Chinese science fiction writer (born 1963)

Liu Cixin (刘慈欣 (Liú Cíxīn), pronounced ; born 23 June 1963) is a Chinese computer engineer and science fiction writer. In English translations of his works, his name is given as Cixin Liu. He is sometimes called "Da Liu" ("Big Liu") by his fellow science fiction writers in China.

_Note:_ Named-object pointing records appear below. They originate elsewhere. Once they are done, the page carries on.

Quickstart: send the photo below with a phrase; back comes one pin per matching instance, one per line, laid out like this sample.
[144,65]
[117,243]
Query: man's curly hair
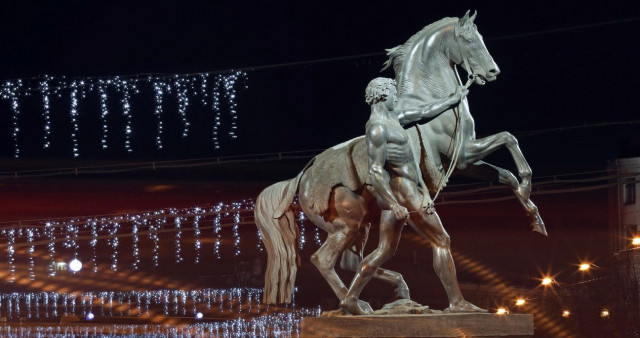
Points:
[378,90]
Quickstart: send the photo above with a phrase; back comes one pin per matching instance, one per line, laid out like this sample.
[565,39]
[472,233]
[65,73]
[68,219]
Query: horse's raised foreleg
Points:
[476,150]
[485,171]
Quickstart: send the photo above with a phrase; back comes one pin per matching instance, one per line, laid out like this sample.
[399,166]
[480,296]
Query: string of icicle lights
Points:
[265,326]
[214,90]
[97,239]
[254,318]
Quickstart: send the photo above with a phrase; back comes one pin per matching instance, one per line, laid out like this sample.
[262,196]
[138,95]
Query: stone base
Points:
[424,325]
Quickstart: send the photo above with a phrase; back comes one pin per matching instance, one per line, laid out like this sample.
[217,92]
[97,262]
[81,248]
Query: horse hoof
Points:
[354,306]
[402,292]
[538,226]
[463,306]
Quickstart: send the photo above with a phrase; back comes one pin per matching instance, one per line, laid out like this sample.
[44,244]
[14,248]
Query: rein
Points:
[454,140]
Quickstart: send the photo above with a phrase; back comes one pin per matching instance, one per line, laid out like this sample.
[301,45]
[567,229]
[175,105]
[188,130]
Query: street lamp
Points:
[584,266]
[75,265]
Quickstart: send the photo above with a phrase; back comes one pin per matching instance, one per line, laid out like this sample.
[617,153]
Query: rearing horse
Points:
[333,188]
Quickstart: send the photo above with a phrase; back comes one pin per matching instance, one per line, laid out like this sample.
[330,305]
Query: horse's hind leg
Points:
[341,221]
[485,171]
[351,260]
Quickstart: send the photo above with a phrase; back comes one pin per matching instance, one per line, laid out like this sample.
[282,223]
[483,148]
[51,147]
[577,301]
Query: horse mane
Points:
[397,54]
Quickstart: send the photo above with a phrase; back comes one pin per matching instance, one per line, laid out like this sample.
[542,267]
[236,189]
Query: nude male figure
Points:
[401,194]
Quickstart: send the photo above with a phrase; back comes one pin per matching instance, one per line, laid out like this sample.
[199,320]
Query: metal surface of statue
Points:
[338,194]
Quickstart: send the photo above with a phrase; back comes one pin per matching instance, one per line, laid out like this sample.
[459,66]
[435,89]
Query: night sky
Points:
[563,65]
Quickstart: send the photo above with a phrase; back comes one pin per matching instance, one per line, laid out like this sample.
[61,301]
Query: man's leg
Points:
[430,227]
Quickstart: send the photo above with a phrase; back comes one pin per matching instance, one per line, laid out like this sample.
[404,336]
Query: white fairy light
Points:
[73,113]
[134,246]
[11,241]
[178,226]
[113,232]
[203,88]
[49,230]
[75,265]
[216,110]
[316,236]
[31,251]
[236,228]
[301,237]
[182,92]
[230,93]
[10,92]
[153,235]
[217,230]
[125,89]
[46,110]
[104,111]
[158,98]
[93,243]
[196,235]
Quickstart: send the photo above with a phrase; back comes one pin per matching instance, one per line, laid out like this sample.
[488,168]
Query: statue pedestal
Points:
[422,325]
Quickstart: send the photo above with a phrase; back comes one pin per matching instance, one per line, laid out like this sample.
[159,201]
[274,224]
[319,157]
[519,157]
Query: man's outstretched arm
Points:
[431,110]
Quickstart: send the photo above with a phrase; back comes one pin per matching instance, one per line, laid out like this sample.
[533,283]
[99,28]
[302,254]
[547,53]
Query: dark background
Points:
[563,65]
[569,64]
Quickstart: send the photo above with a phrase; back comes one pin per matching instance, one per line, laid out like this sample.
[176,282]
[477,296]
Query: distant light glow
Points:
[75,265]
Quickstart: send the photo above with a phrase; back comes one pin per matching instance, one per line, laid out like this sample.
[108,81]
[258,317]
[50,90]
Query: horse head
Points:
[472,53]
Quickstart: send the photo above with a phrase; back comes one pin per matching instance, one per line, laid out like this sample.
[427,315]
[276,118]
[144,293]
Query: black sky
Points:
[583,75]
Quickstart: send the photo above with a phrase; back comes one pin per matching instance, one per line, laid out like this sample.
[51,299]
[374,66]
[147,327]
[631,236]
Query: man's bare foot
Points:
[463,306]
[355,306]
[402,291]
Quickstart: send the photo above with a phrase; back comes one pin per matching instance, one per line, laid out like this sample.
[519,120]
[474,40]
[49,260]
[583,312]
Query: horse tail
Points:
[280,238]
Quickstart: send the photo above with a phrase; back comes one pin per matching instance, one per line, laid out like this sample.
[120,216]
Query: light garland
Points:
[73,113]
[196,234]
[10,92]
[178,226]
[46,111]
[186,88]
[279,324]
[145,226]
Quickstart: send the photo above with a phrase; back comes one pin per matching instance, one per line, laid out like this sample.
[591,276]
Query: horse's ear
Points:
[463,20]
[473,17]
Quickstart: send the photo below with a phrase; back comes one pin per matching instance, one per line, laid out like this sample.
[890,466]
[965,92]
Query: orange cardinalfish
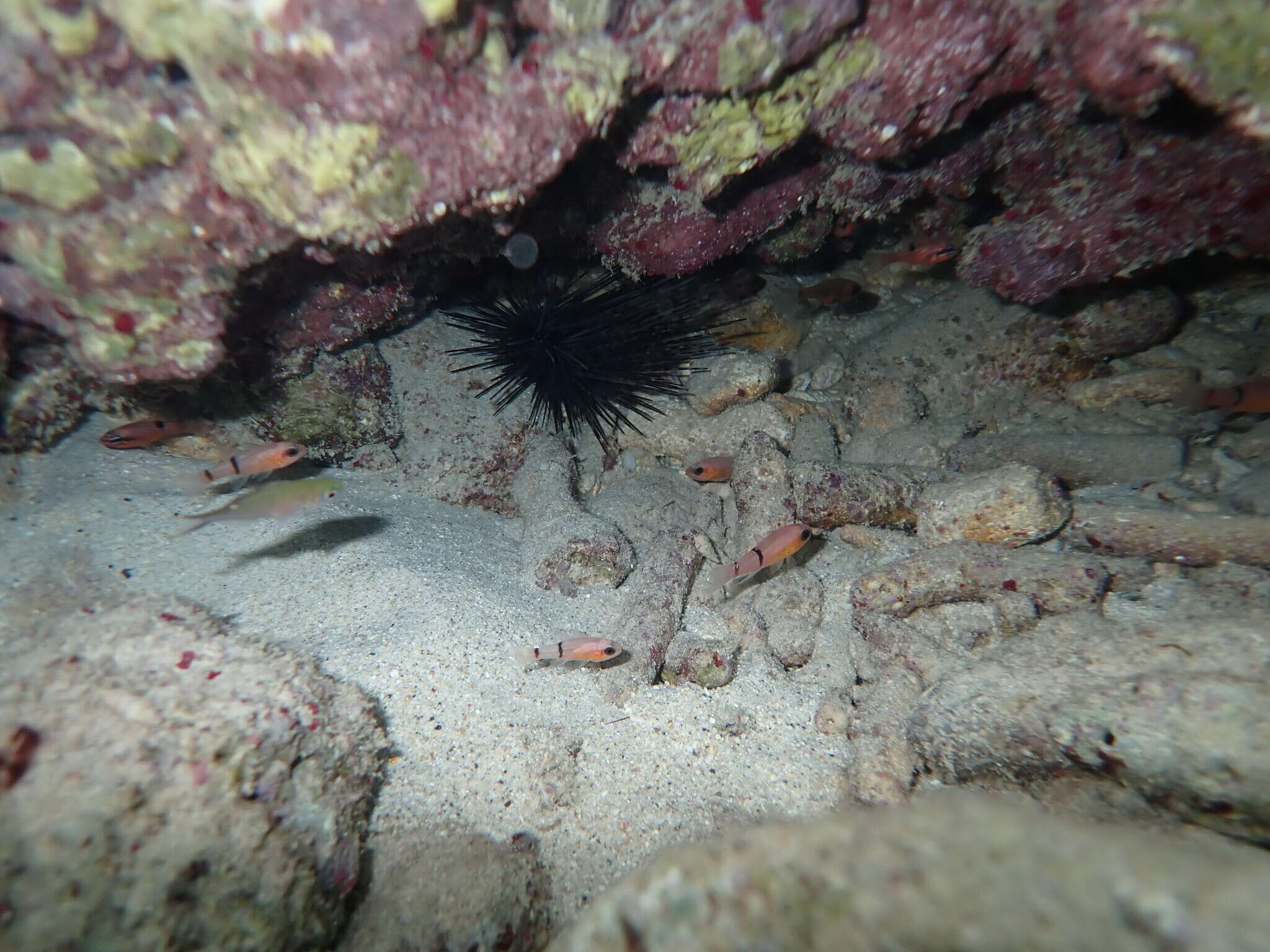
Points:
[933,252]
[278,500]
[775,547]
[1249,398]
[831,291]
[578,650]
[713,469]
[145,433]
[244,464]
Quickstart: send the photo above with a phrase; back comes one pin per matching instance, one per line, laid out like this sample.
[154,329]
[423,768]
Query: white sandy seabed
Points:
[419,603]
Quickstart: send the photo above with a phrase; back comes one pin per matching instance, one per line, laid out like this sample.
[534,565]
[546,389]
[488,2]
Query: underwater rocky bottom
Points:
[1038,569]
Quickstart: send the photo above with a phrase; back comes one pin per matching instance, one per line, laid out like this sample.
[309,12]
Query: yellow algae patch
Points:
[729,136]
[322,182]
[106,348]
[438,12]
[1232,47]
[578,15]
[40,254]
[193,356]
[747,56]
[600,69]
[61,180]
[107,249]
[69,35]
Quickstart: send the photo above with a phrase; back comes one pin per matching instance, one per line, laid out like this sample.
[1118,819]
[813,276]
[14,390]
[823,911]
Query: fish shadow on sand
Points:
[323,537]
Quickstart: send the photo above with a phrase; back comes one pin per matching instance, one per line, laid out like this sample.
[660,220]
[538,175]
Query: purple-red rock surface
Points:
[154,157]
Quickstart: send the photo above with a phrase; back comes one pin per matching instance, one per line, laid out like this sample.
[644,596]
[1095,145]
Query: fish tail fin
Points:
[523,654]
[198,522]
[196,483]
[719,576]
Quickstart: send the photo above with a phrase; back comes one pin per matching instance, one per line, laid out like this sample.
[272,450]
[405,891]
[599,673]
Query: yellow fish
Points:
[278,500]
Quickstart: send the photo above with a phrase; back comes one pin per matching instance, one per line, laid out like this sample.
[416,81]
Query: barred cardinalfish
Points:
[713,469]
[1249,398]
[278,500]
[831,291]
[244,464]
[775,547]
[579,650]
[145,433]
[933,252]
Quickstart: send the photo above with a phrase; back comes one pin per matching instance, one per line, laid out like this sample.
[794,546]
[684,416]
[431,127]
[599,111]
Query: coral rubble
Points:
[149,161]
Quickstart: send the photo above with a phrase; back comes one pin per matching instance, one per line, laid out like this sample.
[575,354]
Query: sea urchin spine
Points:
[592,350]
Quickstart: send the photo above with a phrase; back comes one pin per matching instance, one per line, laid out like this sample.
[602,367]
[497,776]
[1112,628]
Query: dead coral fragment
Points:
[808,885]
[1168,535]
[1013,506]
[566,546]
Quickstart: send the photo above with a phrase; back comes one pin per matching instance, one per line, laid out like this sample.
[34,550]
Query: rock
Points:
[1173,708]
[734,377]
[1150,386]
[828,372]
[342,407]
[758,327]
[884,405]
[572,547]
[1014,506]
[833,715]
[182,771]
[791,604]
[1165,534]
[1003,873]
[1253,443]
[1251,493]
[1078,459]
[1126,325]
[448,889]
[708,663]
[704,651]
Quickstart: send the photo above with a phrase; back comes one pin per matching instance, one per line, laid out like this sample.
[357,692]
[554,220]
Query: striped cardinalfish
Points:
[713,469]
[578,650]
[242,465]
[278,500]
[775,547]
[1249,398]
[145,433]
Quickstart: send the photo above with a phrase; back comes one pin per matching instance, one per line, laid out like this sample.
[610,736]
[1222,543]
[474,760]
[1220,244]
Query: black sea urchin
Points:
[592,350]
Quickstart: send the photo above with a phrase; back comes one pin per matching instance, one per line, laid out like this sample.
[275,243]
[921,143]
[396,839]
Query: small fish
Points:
[244,464]
[278,500]
[828,293]
[918,253]
[145,433]
[774,547]
[713,469]
[1249,398]
[17,757]
[580,650]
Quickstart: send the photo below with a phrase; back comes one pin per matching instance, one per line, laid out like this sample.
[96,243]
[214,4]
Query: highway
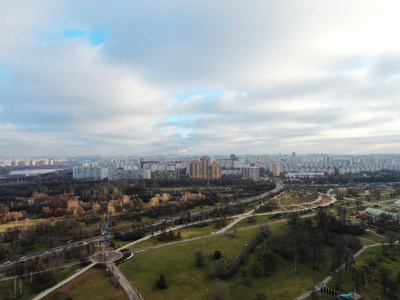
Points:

He is a nine-time winner of China's Galaxy Award, and has also received the 2015 Hugo Award for his novel The Three-Body Problem, as well as the 2017 Locus Award for Death's End. He is also a winner of the Chinese Nebula Award. He is a member of the China Science Writers Association and the vice president of the Shanxi Writers Association.

== Life and career ==
Liu was born on 23 June 1963 in Beijing. He grew up in Yangquan, Shanxi, where his parents had been sent to work in the mines. Due to the violence of the Cultural Revolution he was sent to live in his ancestral home in Luoshan County, Henan. Liu graduated from the North China University of Water Conservancy and Electric Power in 1988. He then worked as a computer engineer at a power plant in Shanxi province. While working as an engineer, he finished his first two long form novels, China 2185 and Supernova-Era.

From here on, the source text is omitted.